The vast territory was divided among the Spanish and Portuguese conquerors, who exploited the indigenous labor living in it. Each Spanish and Portuguese conquistador could live like the feudal nobility: haughty, authoritarian, exploitative, and avoiding manual labor. These large estates were mainly self-sufficient, with their own priests, political authority (the landowners themselves), and social and economic life. Few areas in Latin America (Chile and Costa Rica come closest) were founded on a productive, family-farm basis.
It was only in the second half of the nineteenth century that these feudal estates began to be converted into more modern, export-oriented capitalist enterprises producing intensively for a world market as well as for domestic consumption. Foreign investment further stimulated this conversion process. From this period of economic growth onward, indigenous people and peasants were exploited even more than in the past or pushed off their communal lands into the infertile hillsides. The result was class polarization and, in Mexico, a violent revolution in 1910.
Production for the export market brought Latin America into the world economy for the first time, with both positive and negative consequences. Greater affluence led to greater political stability and new economic opportunities from roughly the 1890s to 1930s, but it also made Latin America subject to global economic forces over which it had no control, particularly in countries where 60 percent or more of export earnings depended on one crop. Price fluctuations could have dire consequences, especially during the 1929–1930 world market crash, when not only did the bottom drop out of all the Latin American economies, but their political systems collapsed as well. Almost every country in the area had a military coup d’état associated with the depression; Colombia and Mexico were exceptions.
Industrialization began in Latin America in the 1930s precisely because the countries had insufficient export earnings to purchase imported manufactured goods and therefore had to produce them on their own. Most of the heavy industries—steel, electricity, petroleum, and manufacturing—were established as state-owned industries, reflecting the weakness of entrepreneurialism and the history of mercantilism. This system of state capitalism was the beginning of Latin America’s large but often bloated, inefficient, and patronage-dominated state sector.
During World War II and the postwar period, Latin America developed rapidly on the basis of this import-substitution-industrialization (ISI) model. However, growing demand for new social programs outstripped the countries’ ability to pay for them, and then came the massive oil price increases of the 1970s and the debt crisis of the 1980s. Latin America was unable to pay its obligations and many countries slipped into near bankruptcy. Economic downturn again helped produce political instability in the 1960s and 1970s as it had in the 1930s.
In the 1990s and continuing in the new millennium, the Latin American economies began to recover, but in many countries the growth was anemic and debt continued to be a burden. Nevertheless, there was recovery throughout the region and many countries began to reform their economies.
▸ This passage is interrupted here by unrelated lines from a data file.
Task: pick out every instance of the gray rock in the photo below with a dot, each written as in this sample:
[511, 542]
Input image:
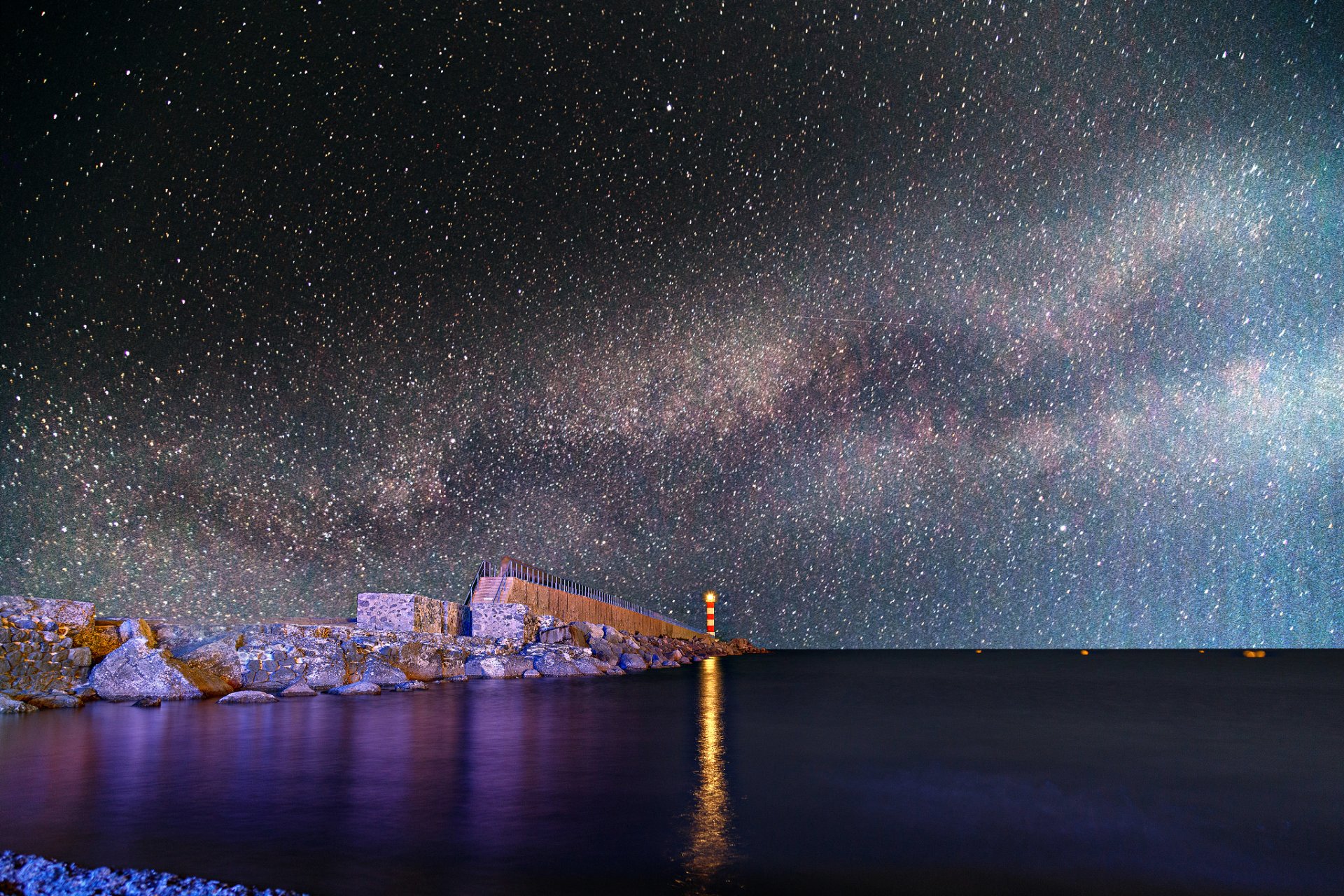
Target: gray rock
[134, 669]
[35, 875]
[356, 690]
[136, 629]
[323, 662]
[556, 665]
[587, 666]
[498, 666]
[54, 701]
[249, 696]
[604, 650]
[381, 672]
[634, 663]
[553, 636]
[219, 659]
[11, 707]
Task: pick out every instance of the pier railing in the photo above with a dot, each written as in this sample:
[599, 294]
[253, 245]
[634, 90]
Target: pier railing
[508, 567]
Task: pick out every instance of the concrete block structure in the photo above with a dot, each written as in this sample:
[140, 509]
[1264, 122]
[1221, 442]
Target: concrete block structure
[545, 594]
[385, 612]
[514, 621]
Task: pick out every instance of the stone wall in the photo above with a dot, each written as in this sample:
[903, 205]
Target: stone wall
[76, 614]
[512, 621]
[36, 649]
[272, 657]
[564, 605]
[386, 612]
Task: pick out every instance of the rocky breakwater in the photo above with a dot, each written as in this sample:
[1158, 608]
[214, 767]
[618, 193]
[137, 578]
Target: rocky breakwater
[65, 657]
[34, 876]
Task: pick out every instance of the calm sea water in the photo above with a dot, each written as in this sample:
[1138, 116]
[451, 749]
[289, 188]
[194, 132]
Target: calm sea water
[797, 771]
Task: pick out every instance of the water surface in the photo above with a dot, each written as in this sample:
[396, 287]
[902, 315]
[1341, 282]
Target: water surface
[808, 771]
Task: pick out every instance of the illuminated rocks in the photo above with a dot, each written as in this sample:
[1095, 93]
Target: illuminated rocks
[512, 621]
[249, 696]
[38, 653]
[387, 612]
[634, 663]
[54, 701]
[134, 669]
[498, 666]
[10, 707]
[219, 659]
[381, 672]
[554, 664]
[34, 875]
[356, 688]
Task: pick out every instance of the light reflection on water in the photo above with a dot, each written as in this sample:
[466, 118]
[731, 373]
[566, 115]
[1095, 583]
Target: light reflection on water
[710, 844]
[946, 770]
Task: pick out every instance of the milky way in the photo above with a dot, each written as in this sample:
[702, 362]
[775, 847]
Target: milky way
[927, 326]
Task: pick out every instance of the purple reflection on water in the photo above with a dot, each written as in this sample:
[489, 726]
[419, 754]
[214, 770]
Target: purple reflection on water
[1195, 773]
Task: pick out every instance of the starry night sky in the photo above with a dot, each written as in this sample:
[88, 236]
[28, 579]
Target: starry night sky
[929, 326]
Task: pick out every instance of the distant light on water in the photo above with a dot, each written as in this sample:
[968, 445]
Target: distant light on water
[710, 846]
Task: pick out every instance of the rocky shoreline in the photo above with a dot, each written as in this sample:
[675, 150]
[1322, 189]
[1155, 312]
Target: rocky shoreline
[55, 656]
[38, 876]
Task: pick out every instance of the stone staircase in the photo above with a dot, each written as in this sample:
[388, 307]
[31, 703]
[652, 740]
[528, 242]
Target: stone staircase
[487, 589]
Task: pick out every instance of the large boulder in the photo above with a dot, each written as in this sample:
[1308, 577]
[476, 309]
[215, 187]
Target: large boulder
[554, 634]
[54, 701]
[134, 669]
[381, 672]
[424, 662]
[356, 688]
[73, 614]
[321, 662]
[512, 621]
[634, 663]
[249, 696]
[219, 659]
[11, 707]
[604, 650]
[554, 664]
[587, 666]
[498, 666]
[137, 629]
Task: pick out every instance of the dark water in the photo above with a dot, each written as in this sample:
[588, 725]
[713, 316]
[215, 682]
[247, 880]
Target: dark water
[803, 771]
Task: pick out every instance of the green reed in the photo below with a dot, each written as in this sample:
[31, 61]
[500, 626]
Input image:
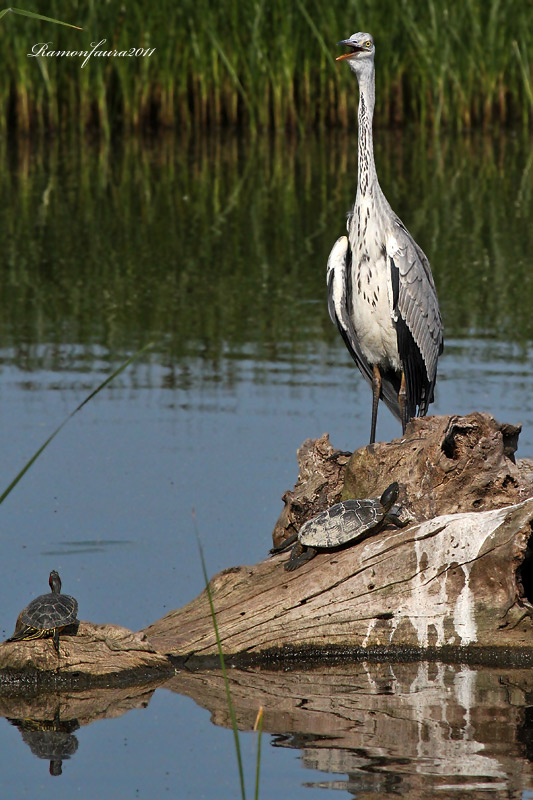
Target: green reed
[261, 64]
[205, 243]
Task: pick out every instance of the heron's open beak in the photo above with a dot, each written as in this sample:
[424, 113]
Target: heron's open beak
[353, 49]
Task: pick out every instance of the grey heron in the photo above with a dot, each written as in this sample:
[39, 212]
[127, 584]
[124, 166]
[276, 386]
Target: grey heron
[381, 293]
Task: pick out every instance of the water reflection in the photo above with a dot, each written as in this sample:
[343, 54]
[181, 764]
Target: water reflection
[215, 249]
[51, 739]
[210, 243]
[408, 729]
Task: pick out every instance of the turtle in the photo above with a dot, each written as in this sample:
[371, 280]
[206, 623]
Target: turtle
[348, 521]
[47, 615]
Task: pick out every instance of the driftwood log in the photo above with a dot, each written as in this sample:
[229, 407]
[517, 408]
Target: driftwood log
[459, 576]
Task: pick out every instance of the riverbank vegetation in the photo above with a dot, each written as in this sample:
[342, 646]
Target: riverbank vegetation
[259, 65]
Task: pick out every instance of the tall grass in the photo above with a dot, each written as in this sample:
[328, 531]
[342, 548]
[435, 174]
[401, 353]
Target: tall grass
[261, 64]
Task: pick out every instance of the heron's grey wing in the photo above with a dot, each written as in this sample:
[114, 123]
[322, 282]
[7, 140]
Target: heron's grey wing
[417, 317]
[339, 305]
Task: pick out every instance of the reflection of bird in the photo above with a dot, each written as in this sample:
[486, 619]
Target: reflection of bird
[47, 615]
[381, 293]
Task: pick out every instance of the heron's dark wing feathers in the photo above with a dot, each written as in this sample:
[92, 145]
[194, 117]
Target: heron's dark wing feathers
[340, 310]
[417, 316]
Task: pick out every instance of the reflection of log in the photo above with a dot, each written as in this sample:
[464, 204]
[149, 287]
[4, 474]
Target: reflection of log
[449, 581]
[84, 705]
[434, 725]
[97, 650]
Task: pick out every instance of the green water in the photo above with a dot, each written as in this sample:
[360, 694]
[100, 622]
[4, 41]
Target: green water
[210, 244]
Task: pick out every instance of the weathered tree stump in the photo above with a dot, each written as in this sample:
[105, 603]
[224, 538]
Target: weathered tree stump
[96, 650]
[453, 580]
[460, 576]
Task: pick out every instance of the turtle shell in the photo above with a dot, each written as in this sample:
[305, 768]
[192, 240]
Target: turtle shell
[343, 522]
[49, 611]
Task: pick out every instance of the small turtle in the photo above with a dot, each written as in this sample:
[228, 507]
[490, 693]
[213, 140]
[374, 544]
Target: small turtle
[47, 615]
[349, 521]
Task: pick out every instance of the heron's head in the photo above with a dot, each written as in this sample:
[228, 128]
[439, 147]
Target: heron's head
[361, 52]
[54, 582]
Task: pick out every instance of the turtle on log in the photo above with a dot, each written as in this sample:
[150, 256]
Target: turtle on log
[47, 615]
[348, 521]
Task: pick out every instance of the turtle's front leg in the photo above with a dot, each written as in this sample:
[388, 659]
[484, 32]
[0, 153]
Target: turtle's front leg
[392, 518]
[299, 555]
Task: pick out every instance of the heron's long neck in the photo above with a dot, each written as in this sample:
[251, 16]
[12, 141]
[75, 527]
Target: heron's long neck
[367, 180]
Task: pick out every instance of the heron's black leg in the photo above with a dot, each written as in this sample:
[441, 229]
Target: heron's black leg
[376, 391]
[402, 402]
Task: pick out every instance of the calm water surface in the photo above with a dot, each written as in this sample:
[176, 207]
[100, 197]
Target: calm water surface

In an effort to become competitive in the global economy, many countries sold off inefficient public enterprises, opened previously protected economic sectors to competition, emphasized exports, and sought to reduce or streamline inefficient bureaucratic regulation. They also tried to diversify their economies internally and sought a wider range of trading partners. However, their reform efforts often produced mixed results because, although it was economically rational to reduce the size of the state, that conflicted both with social justice requirements and the political patronage demands of rewarding friends and supporters with cushy state jobs.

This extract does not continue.